Huncke's 'The Evening Sun Turned Crimson', which, despite a relative lack of artlessness, is direct, honest, even charming. Huncke details his early life hustling, plumbing the depths of drug addiction. Huncke describing walking into Alphabet City with open sores on his face after scratching his skin raw shooting speed. This kind of thing has been done to death (literally), but Huncke was the among the first, even amongst the Beats, and his stories about the people he met along the way -- drag queens, hustlers, junkies,and general people around the city -- often have warmth, even tenderness, even when he described the most desperate characters.

Corso I remember most from 'The Beat Hotel', a dive hotel in Paris where Corso lived and shared a bed with Ginsberg and Ginsberg's love Peter Orlovsky. Not that Corso got into any kinky three way thing. Corso knew from his days in jail that he was into chicks, and chicks only -- they shared a bed because they had no heat.

In contrast to the gaunt, priestlike (or creepy, depending on your point of view) Burroughs, who lived in his own room on an upper floor, the three younger men (and Corso was the youngest of all) run wild like especially Rabelesian college kids on a spree. Invited to meet the French surrealists, they arrive ecstatically drunk, crawl around on all fours barking like dogs in what they thought was an appropriately Surrealist action. Corso, I think it was, jumped on Breton's lap and chewed on his tie. Breton and most of the other guests, good Parisian bourgeoisie despite their pretensions, were not amused by this behaviour. Duchamp, the exception, was charmed by their very American irreverence and energy.

In this charming half-hour short by film-maker Francois Bernadi, which was shot in 1996 shortly before Herbert Huncke's death, Corso and Huncke read at the St. Mark's Poetry Project and are interviewed separately. Corso is irascible, brittle; Huncke is more amenable, sitting at a desk in his room in the Chelsea Hotel. We see the lobby of the Chelsea, and the 42nd that Huncke first discovered in the '50s. Of this discovery, Huncke says:

"I liked the lights, I liked the way people moved. It was fresh. . . people seemed a lot freer in their actions than people did elsewhere."

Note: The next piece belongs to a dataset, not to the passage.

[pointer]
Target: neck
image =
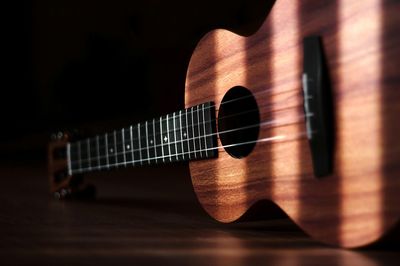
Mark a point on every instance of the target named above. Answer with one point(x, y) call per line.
point(181, 136)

Corso, who also hustled on 42nd for a time, getting older men to take him out to dinner then running off, remembers the Deuce in less romantic terms:

"The most deplorable area to hang around -- only the lowest of the low hang around there, if you've got nothing to offer society or even themselves . . . there was no class there."



THE BURNING GHAT
Starring beat icon Herbert Huncke (1915-1996) in his sole acting role, The Burning Ghat was filmed on location in Huncke's then apartment on Henry Street in Brooklyn, New York. Co-starring his longtime companion Louis Cartwright (later murdered in the East Village in 1994), the film was written and directed by James Rasin (Beautiful Darling: The Life and Times of Candy Darling, Andy Warhol Superstar) and Jerome Poynton. It was edited by Francois Bernadi (director: Walking the Dog, Original Beats, for a kiss..., The last boat), and shot by Michael Slovis (Emmy Award winning cinematographer of "Breaking Bad").

Although conceived and scripted as a dramatic short, the film incorporates documentary elements reflecting the real life relationship between Huncke and Louis. Allen Ginsberg wrote of the film, "O Rare Herbert Huncke, live on film! The Burning Ghat features late-in-lifetime old partners Huncke & Louis playing characters beyond themselves with restrained solid self-awareness, their brief masquerade of soul climaxing in an inspired moment's paradox bittersweet as an O'Henry's tale's last twist". Harry Smith said of the film, "It should have been longer".

The Burning Ghat was featured at the 53rd Venice Biennial, and included in the Whitney Museum's "Beat Culture and the New America" show of 1996. It won the Gold Plaque Award for Best Short Film at the 1990 Chicago International Film Festival.